Ship of Fools took twenty-seven years to write and was interrupted, Porter told her interviewer, ‘by just anyone who could jimmy his way into my life.’ Falling in love was almost always a professional and personal disaster. Like Jenny Brown in the novel, she falls ‘always with utter strangers and as if I were going under water’ and falls out again ‘as if falling off a cliff’. Allen Tate, a friend, and briefly a lover, described her as ‘trapped in a cycle of romantic emotions that repeat themselves about every five years.’ Porter was ruefully aware of the pattern. She would invest the ‘subject’ with a light of such blinding brilliance all natural attributes disappear and are replaced by those usually associated with archangels at least … And when it is over, it is over. Most of these ‘archangels’ treated her badly. Her first husband beat her up, her second gave her gonorrhea; Matthew Josephson only had an affair with her because he was feeling intense and bohemian after writing a biography of Zola; Albert Erskine, who married her when he was twenty-one and she was forty-eight, rejected her brutally when he discovered her real age. Retrospectively, she was always disenchanted – ‘that monster’, ‘a silly fraud’, ‘a congenital liar’ – but she never stopped seeking enchantment. Her last affair, with the impressively named Elijah Barrett Prettyman Jr, began when she was seventy-six and he was forty-one, and was celebrated as effusively as always: ‘My darling, you came late to me, but I am glad I lived to know you – it was worth everything else! My love again and for always.’

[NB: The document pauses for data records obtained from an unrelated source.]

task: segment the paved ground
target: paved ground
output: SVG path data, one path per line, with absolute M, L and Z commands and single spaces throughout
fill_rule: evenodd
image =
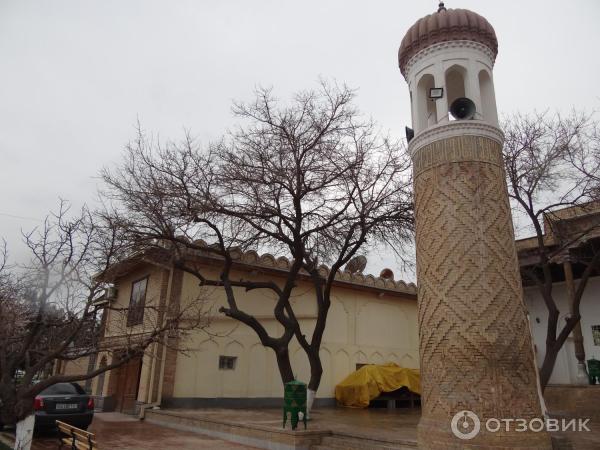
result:
M 280 409 L 201 409 L 177 410 L 182 416 L 202 416 L 233 423 L 259 424 L 281 429 Z M 350 409 L 319 408 L 313 412 L 309 430 L 328 429 L 365 437 L 416 439 L 420 409 Z M 289 427 L 289 425 L 288 425 Z M 302 427 L 300 425 L 300 427 Z M 192 432 L 178 431 L 118 413 L 96 413 L 89 431 L 96 433 L 100 449 L 119 450 L 187 450 L 249 449 Z M 32 450 L 56 450 L 57 434 L 36 436 Z
M 281 409 L 177 409 L 171 410 L 183 417 L 198 417 L 230 423 L 256 424 L 281 429 Z M 308 423 L 309 430 L 326 429 L 370 438 L 389 440 L 417 439 L 420 408 L 317 408 Z M 301 427 L 301 425 L 299 425 Z M 289 425 L 288 425 L 289 427 Z
M 227 421 L 230 423 L 256 424 L 267 428 L 281 429 L 281 410 L 279 409 L 178 409 L 183 417 L 198 417 Z M 417 424 L 421 410 L 416 409 L 351 409 L 318 408 L 313 411 L 309 430 L 328 429 L 334 433 L 347 433 L 366 438 L 383 438 L 390 441 L 415 441 Z M 302 427 L 301 425 L 299 425 Z M 553 433 L 562 445 L 560 450 L 599 450 L 600 423 L 591 420 L 590 432 Z
M 89 430 L 96 433 L 101 450 L 243 450 L 252 449 L 198 433 L 144 423 L 118 413 L 96 413 Z M 32 450 L 56 450 L 58 437 L 45 433 L 34 438 Z
M 559 449 L 569 450 L 598 450 L 600 449 L 600 426 L 590 425 L 589 432 L 561 432 L 553 433 L 559 439 Z
M 201 415 L 214 419 L 225 419 L 228 422 L 255 423 L 266 427 L 281 427 L 281 411 L 274 409 L 231 410 L 204 409 L 178 410 L 183 416 Z M 309 429 L 327 428 L 354 435 L 379 436 L 383 438 L 416 439 L 416 425 L 420 410 L 398 409 L 344 409 L 320 408 L 314 411 Z M 555 433 L 554 435 L 568 439 L 570 445 L 561 445 L 560 449 L 596 450 L 600 449 L 600 425 L 590 423 L 590 433 Z M 97 434 L 102 450 L 241 450 L 251 449 L 240 444 L 223 441 L 206 435 L 178 431 L 154 424 L 139 421 L 137 418 L 118 413 L 98 413 L 90 431 Z M 2 433 L 9 437 L 8 433 Z M 56 434 L 36 436 L 33 450 L 56 450 L 58 437 Z

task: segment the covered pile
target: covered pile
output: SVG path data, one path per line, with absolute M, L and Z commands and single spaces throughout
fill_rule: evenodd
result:
M 348 375 L 335 387 L 339 405 L 366 408 L 382 392 L 392 392 L 401 387 L 421 394 L 418 369 L 407 369 L 397 364 L 369 364 Z

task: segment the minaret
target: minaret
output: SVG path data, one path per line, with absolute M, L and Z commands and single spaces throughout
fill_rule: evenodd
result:
M 502 163 L 492 73 L 497 53 L 485 18 L 440 3 L 408 30 L 398 55 L 414 128 L 407 137 L 417 229 L 421 449 L 552 448 L 547 432 L 519 431 L 523 420 L 536 418 L 539 429 L 542 408 Z M 478 417 L 478 433 L 465 411 Z M 500 428 L 489 431 L 488 419 Z M 498 422 L 489 424 L 495 430 Z

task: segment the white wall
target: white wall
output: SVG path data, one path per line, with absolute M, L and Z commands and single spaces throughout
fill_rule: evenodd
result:
M 577 281 L 576 281 L 577 283 Z M 553 288 L 554 299 L 560 311 L 559 327 L 564 323 L 564 318 L 569 314 L 567 291 L 565 283 L 555 283 Z M 548 324 L 548 310 L 536 287 L 524 290 L 525 303 L 529 310 L 533 340 L 536 346 L 536 359 L 541 365 L 546 349 L 546 326 Z M 592 278 L 587 285 L 581 299 L 581 331 L 585 349 L 585 359 L 600 359 L 600 346 L 594 345 L 592 325 L 600 325 L 600 277 Z M 539 323 L 538 323 L 539 320 Z M 556 366 L 550 378 L 550 384 L 572 384 L 575 382 L 577 358 L 573 338 L 569 336 L 567 342 L 560 350 Z
M 186 274 L 184 293 L 195 290 L 197 282 Z M 300 283 L 296 290 L 291 302 L 310 339 L 316 318 L 312 287 Z M 213 290 L 212 296 L 216 304 L 224 301 L 221 290 Z M 261 298 L 253 291 L 240 295 L 239 304 L 259 317 L 271 335 L 281 334 L 281 326 L 272 318 L 273 299 Z M 212 336 L 192 333 L 185 344 L 189 351 L 177 356 L 174 397 L 281 396 L 283 387 L 274 353 L 260 344 L 254 331 L 222 315 L 213 317 L 208 331 Z M 416 300 L 335 287 L 320 353 L 323 377 L 319 398 L 333 398 L 335 385 L 358 363 L 394 362 L 418 368 Z M 219 355 L 236 356 L 235 370 L 219 370 Z M 290 357 L 296 377 L 308 382 L 308 358 L 295 338 L 290 343 Z

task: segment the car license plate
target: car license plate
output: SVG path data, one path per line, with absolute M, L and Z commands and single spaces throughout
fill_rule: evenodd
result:
M 56 409 L 77 409 L 77 403 L 57 403 Z

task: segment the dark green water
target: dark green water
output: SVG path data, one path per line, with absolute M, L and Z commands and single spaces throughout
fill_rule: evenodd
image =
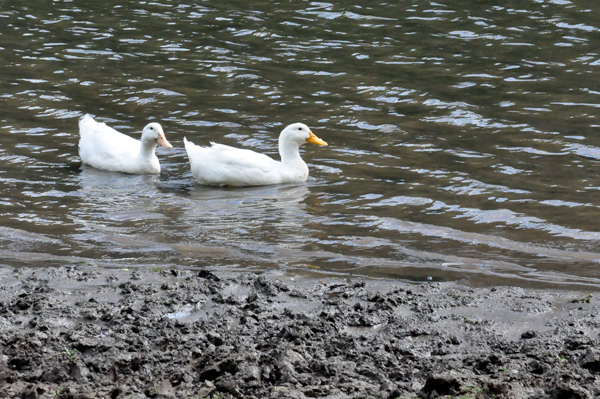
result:
M 596 3 L 87 3 L 0 2 L 0 265 L 600 287 Z M 84 113 L 161 175 L 76 167 Z M 194 183 L 293 122 L 306 184 Z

Marianne Moore called Porter the world’s worst procrastinator. Her love life was partly responsible for the legendary delaying of the novel (on which her friend Flannery O ‘Connor, herself working against time – she died at thirty-nine commented: ‘A novel is like a machine, it either runs or it don’t … how awful to spend twenty-seven years on what won’t run.’) But Porter’s whole writing life was a painful struggle. The fictional output is not large: three collections of stories, Flowering Judas (1930), Pale Horse, Pale Rider (1939), The Leaning Tower (1944) and the novel (1962). Each volume represents years of delay, material stored up, abandoned, returned to, periods of self-imposed isolation alternating with orgies of displacement activity. The biography is clogged with chapter headings like ‘getting ready to be a writer’, or chapter endings that read ‘she gathered her energies for her own work’ or ‘if she did not write it might be years before she would be ready again.’ Her relations with her publishers are characterised by grieved letters about long delays, and advances against work not yet begun.

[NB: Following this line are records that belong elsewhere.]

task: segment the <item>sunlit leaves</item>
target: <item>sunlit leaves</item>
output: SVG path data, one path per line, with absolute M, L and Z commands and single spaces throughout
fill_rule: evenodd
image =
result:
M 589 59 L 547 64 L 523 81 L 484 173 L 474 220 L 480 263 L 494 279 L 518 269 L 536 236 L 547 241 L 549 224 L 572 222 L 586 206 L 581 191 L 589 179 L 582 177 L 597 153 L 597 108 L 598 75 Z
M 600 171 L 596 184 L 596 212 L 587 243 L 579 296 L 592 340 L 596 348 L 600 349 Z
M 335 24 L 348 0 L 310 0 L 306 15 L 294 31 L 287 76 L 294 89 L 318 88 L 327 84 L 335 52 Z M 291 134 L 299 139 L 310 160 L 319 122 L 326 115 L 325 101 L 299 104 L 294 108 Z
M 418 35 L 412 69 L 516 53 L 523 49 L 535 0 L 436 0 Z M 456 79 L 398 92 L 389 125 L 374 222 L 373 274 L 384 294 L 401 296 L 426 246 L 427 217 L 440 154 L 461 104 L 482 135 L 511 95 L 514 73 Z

But Katherine Anne Porter, though pitiable, was also something of a monster. She quarrelled with most of her friends and family, treated her loyal companions highhandedly, and became increasingly domineering, garrulous and unreliable. Her political stances were naive or ambivalent. Though a ‘liberal’ ,she was capable of playing the Southern aristocrat (she disapproved of school desegregation), of anti-Semitism, and of snobbery: ‘There is a caste in manners, both in the good and bad kind.’ Her literary judgements were crude. Faulkner was ‘morally confused’, Ford’s The Good Soldier was ‘frightfully sentimental’, Lowry’s Under the Volcano was ‘an evil book’, Bellow is ‘an awful writer’, and ‘as for Sartre and de Beauvoir, what a silly pair!’ At times she can sound like an American Barbara Cartland:
While I was going through [Betty Friedan’s The Feminine Mystique] I thought, ‘Oh, Betty, why don’t you go and mix a good cocktail for your husband and yourself and forget about this business.’
But if she had airs, she also had graces: beauty, ‘high tension’, flamboyance, style, a way with people. Her Southern charms are evident; one of them is her passion for cooking: she invents superb menus for her last lover (‘Delmonico steak, poivrade sauce … spiced yam puree … Anjou pear baked in orange blossom honey…’). When she took up teaching, which she did with enthusiasm and irregularity, her students loved her.

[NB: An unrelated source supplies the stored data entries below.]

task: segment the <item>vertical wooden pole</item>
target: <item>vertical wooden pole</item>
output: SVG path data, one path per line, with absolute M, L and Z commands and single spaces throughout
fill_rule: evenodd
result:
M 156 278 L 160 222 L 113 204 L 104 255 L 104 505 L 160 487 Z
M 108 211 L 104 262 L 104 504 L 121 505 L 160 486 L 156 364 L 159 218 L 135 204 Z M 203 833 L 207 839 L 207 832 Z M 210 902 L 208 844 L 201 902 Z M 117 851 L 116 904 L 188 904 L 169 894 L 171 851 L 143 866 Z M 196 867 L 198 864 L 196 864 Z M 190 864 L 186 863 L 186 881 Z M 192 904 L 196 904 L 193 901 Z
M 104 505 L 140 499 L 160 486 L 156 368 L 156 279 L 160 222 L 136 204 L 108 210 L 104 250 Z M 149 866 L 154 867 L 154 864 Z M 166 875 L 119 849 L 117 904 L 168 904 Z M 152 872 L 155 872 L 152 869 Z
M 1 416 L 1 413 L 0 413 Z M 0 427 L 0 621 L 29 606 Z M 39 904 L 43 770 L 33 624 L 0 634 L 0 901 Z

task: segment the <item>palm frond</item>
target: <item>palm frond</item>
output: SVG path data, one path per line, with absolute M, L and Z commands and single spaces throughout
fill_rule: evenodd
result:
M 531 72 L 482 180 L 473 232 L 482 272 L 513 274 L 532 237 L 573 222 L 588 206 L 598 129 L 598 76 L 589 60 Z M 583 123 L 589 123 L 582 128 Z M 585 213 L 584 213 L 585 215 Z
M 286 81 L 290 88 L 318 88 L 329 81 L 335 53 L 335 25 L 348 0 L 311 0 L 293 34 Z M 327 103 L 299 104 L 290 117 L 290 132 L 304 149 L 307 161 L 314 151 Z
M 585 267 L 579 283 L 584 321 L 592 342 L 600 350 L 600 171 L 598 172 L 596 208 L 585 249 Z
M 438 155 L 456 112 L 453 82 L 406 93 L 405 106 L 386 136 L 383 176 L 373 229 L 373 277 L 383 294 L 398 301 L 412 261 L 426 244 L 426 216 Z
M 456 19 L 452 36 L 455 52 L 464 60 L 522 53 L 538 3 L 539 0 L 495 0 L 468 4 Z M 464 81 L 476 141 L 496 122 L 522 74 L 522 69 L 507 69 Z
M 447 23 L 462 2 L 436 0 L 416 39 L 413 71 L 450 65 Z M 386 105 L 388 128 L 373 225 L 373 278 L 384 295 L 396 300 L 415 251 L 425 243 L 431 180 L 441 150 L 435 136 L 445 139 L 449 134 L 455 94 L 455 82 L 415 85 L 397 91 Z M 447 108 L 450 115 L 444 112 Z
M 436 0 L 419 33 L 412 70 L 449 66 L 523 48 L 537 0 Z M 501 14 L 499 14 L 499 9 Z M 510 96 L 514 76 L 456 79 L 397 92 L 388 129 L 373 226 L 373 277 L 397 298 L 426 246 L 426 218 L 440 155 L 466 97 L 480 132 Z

Even if Katherine Anne Porter had not been a notable member of that interesting group, American women writers of the South (Ellen Glasgow, Flannery O’Conner, Eudora Welty, Carson McCullers, Caroline Gordon), her life story would be entertaining . But its central interest, of course, lies in the relation of the life to the work. Joan Givner deals thoroughly and well with this complicated subject: the transformation of the Mexican material, in stories such as ‘Marfa Concepcion’, ‘Flowering Judas’ and ‘Hacienda’, where the fictionalising of her childhood in ‘Old Mortality’ and ‘Noon Wine’ are especially interesting. And the biography shows how Porter’s rather simple moral theory – based on the one idea that innocent bystanders collude in the activity of evil doers – came to dominate all her work. It is the connecting link between such apparently disparate elements as her attitude to her family, her Catholicism, her interest in Cotton Mather, her literary judgements and her personal behaviour.
There are some flaws. It isn’t always easy to keep track of Porter’s chronology (dates at the head of pages would help) and there are occasional gaucheries: ‘There can be little doubt that the loss of her uterus, so central to her sense of feminine identity, was traumatic.’ But the biography gives a vivid sense of places and of the extraordinary literary figures who periodically engage in hostilities with the heroine: Hart Crane drunkenly screaming to be let in outside her house in Mexico; Dylan Thomas, even more drunkenly, picking her up at a party in New York; Caroline Gordon flying at her ‘tooth and nail’ in Washington; Ford Madox Ford telling her she doesn’t know how to manage her own life. The central achievement is a colourful but unsentimental portrait of her subject, which makes us entirely understand the remark of one of Porter’s friends: ‘It must be very hard to be you, Katherine Anne, but worth it, worth it.’